1 April 2026 Legal Updates
Artificial Intelligence In Courts: Promise, Peril, And Path Ahead
AI In Courts: A Powerful Tool Or A Dangerous Shortcut? Judiciary Warns Against Blind Reliance
Introduction
Artificial Intelligence (AI) is rapidly transforming the legal profession, from research to drafting pleadings. However, its growing use in courts has triggered serious concerns about accuracy, ethics, and accountability.

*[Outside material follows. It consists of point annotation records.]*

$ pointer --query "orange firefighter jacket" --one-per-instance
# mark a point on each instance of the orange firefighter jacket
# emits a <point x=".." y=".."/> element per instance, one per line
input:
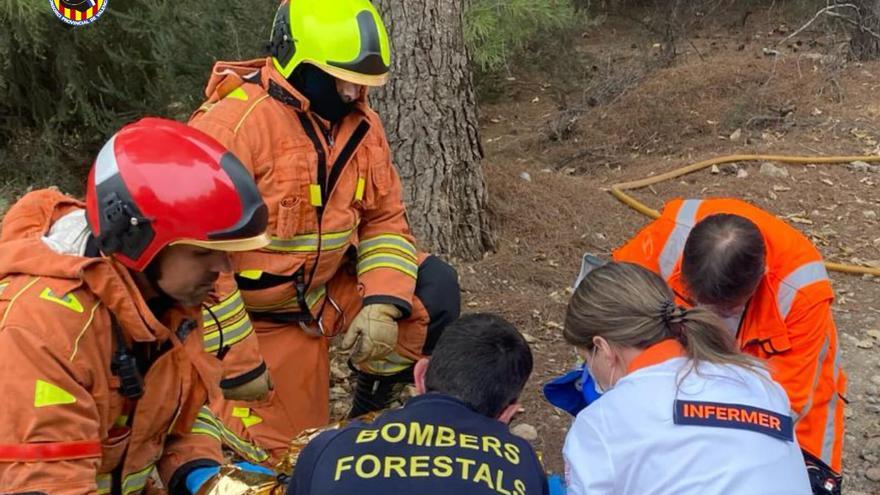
<point x="787" y="322"/>
<point x="66" y="426"/>
<point x="329" y="192"/>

Indian courts are now increasingly confronting a crucial question:
Can AI be trusted in legal practice?
Rise of AI in Legal Practice
1. Initially, AI was limited to
- Legal databases
- Case search tools
2. Now, it has evolved to
- Draft legal arguments
- Generate case citations
- Mimic judicial reasoning
3. Popular tools include
- Global: ChatGPT, Harvey AI, CoCounsel
- India: Manupatra, SCC Online, CaseMine
4. Shift
- From assistant → decision-influencing tool
Major Concern: AI Hallucination
1. AI sometimes
- Generates fake cases
- Produces incorrect legal reasoning
2. Indian Example
- A fake case titled “Mercy v. Mankind” was cited in court
- Flagged by Justice B.V. Nagarathna
3. Court Reactions
- Delhi High Court → Rejected petition with fake citations
- Bombay High Court → Imposed costs
4. Courts warned
- AI misuse = waste of judicial time + professional misconduct
Global Perspective
- In Mata v. Avianca, Inc.: Lawyers fined for fake AI-generated citations
- US courts now require: Certification that AI content is verified
- Principle: AI is a tool, not an authority
Key Legal Issues Raised
1. Professional Responsibility
- Lawyer remains responsible for: Accuracy, xAuthenticity
- Cannot blame AI
- “Duty of verification is absolute”
2. Confidentiality Concerns
AI tools may:
- Store sensitive client data
- Risk privilege breach
3. Bias in AI
- AI trained on past data → May reproduce judicial biases
4. Misinterpretation of Judgments
- Indian judgments are: Lengthy, Complex
- AI struggles to separate: Ratio decidendi vs obiter dicta
Indian Legal Ecosystem & AI
- Growing but still evolving
- Limitations: Language diversity and Lack of unified tools
- Practical approach: Use AI “stack” and Research tools + drafting tools + general AI
Advantages of AI in Law
- Faster research
- Better access to justice
- Helps small practitioners
- Can reduce case backlog
Challenges for Indian Judiciary
- Lack of standardisation in pleadings
- Complex documentation
- Procedural inconsistencies
AI adoption requires:
- Structured legal drafting
- Standardised formats
Supreme Court’s Concern
The Supreme Court of India has termed AI hallucinations as: “Institutional concern”
1. Key warning
- Reliance on fake AI content → misconduct
2. The Core Principle
Technology may evolve, but responsibility does not
- AI can assist
- AI cannot replace legal judgment
Conclusion
1. Artificial Intelligence
- It is neither a threat nor a solution by itself.
- It is a powerful but imperfect assistant.
2. The future of law depends not on AI’s capability, but on:
- Lawyer’s discipline
- Ethical use
- Human verification
3. Final takeaway
- Courts will not judge the machine — they will judge the lawyer.